Une offensives des talibans autour de l'aéroport de Kandahar, dans le sud de l'Afghanistan, a fait près de 30 victimes. Six personnes sont toujours retenues en otage, selon les autorités.

09 déc. 2015, 11:15
Les talibans ont de leur côté avancé le chiffre de 150 morts dans les rangs de l'armée.

Les combats entre forces de sécurité et talibans se poursuivaient mercredi à Kandahar, dans le sud de l'Afghanistan. Les rebelles se sont attaqués la veille à l'aéroport, tuant au moins 18 personnes et en prenant six autres en otage, rapportent les autorités. Neufs talibans auraient aussi perdu la vie.

Le bilan exact de l'attaque restait imprécis alors que l'armée continue à traquer jusqu'à cinq insurgés qui auraient survécu aux violents combats. "Les opérations se déroulent lentement, car les talibans ont pris six personnes en otage, dont deux femmes et deux enfants, donc nous devons agir avec prudence", a déclaré Dawood Shah Wafadar, le commandant d'une unité de l'armée.

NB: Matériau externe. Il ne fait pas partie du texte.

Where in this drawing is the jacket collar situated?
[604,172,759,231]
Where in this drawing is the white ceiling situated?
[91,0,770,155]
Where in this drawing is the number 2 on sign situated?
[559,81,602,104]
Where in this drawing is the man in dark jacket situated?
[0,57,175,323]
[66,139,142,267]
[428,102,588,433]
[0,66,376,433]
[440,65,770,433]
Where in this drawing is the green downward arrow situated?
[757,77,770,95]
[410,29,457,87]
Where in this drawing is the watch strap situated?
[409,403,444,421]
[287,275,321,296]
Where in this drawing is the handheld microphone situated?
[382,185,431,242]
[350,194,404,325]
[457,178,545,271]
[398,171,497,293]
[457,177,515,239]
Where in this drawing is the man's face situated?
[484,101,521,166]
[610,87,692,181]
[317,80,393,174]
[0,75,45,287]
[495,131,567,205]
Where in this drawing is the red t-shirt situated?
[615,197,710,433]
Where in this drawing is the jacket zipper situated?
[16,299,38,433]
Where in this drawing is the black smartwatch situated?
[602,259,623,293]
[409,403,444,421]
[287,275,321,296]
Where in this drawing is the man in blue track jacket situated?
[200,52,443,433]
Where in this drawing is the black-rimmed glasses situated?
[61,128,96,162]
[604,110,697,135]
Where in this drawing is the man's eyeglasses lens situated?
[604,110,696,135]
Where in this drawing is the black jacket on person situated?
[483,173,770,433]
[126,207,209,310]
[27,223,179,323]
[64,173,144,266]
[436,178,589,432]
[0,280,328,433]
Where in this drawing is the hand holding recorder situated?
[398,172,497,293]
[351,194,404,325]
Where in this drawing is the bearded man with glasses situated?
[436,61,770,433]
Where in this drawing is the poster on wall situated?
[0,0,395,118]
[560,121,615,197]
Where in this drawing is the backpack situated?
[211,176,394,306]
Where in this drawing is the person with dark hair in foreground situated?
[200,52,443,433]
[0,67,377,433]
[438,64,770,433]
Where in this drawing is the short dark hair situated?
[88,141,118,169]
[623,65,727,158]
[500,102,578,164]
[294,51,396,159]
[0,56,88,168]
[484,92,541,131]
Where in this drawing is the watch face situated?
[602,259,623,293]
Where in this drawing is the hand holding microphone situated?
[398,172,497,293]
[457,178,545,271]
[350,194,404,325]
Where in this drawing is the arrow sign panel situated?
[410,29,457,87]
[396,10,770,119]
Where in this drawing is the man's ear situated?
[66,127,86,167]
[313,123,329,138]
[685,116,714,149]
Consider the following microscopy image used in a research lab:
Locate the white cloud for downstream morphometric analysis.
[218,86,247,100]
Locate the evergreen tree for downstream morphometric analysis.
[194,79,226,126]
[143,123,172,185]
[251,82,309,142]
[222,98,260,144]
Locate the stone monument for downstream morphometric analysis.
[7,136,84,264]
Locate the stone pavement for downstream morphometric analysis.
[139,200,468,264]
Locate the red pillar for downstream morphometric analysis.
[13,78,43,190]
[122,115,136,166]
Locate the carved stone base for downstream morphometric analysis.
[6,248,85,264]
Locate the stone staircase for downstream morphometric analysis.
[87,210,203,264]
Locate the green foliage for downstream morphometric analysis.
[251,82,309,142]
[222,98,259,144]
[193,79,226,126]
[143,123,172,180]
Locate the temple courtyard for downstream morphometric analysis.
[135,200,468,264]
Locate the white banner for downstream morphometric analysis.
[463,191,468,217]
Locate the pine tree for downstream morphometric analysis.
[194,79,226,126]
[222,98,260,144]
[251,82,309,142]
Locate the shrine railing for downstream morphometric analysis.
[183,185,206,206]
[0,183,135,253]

Selon lui, 18 civils et membres des forces de sécurité ont été tués et 11 autres blessés. Neuf talibans ont également trouvé la mort, sur les 14 combattants que comptait probablement le commando.

Pas de victimes à l'OTAN

Les talibans ont de leur côté avancé le chiffre de 150 morts dans les rangs de l'armée. Dans un communiqué, ils ajoutent que la base militaire de l'aéroport a été attaquée par des kamikazes équipés d'armes lourdes. Le groupe fondamentaliste est connu pour exagérer le bilan de ses attaques.

Aucune victime n'a été signalée parmi les militaires étrangers, qui sont plusieurs centaines sur le site, a indiqué un porte-parole de la mission de l'OTAN en Afghanistan.

L'offensive coïncide avec la visite à Islamabad du président afghan Ashraf Ghani à l'occasion de la conférence régionale Heart of Asia. La décision du président Ghani de se rendre au Pakistan laisse espérer des avancées vers une reprise du processus de paix entre le gouvernement afghan et les insurgés islamistes, en partie entravée par la méfiance entre Kaboul et Islamabad.

Talibans divisés

Le Pakistan, qui a une large influence sur les talibans et les a soutenus par le passé, a accueilli en juillet une première session historique de pourparlers. Mais ceux-ci ont rapidement tourné court lorsque les talibans avaient annoncé la mort de leur dirigeant historique, le mollah Omar, survenue en 2013.

Depuis, les talibans sont en proie aux dissensions. Le mollah Akhtar Mansour, son successeur, est contesté par une partie du mouvement et des rumeurs sur sa mort ont couru la semaine dernière, ce qui ne l'empêche pas de rester menaçant. Les talibans, dont Kandahar est le berceau, se sont ainsi brièvement emparés de Kunduz, dans le Nord, en septembre.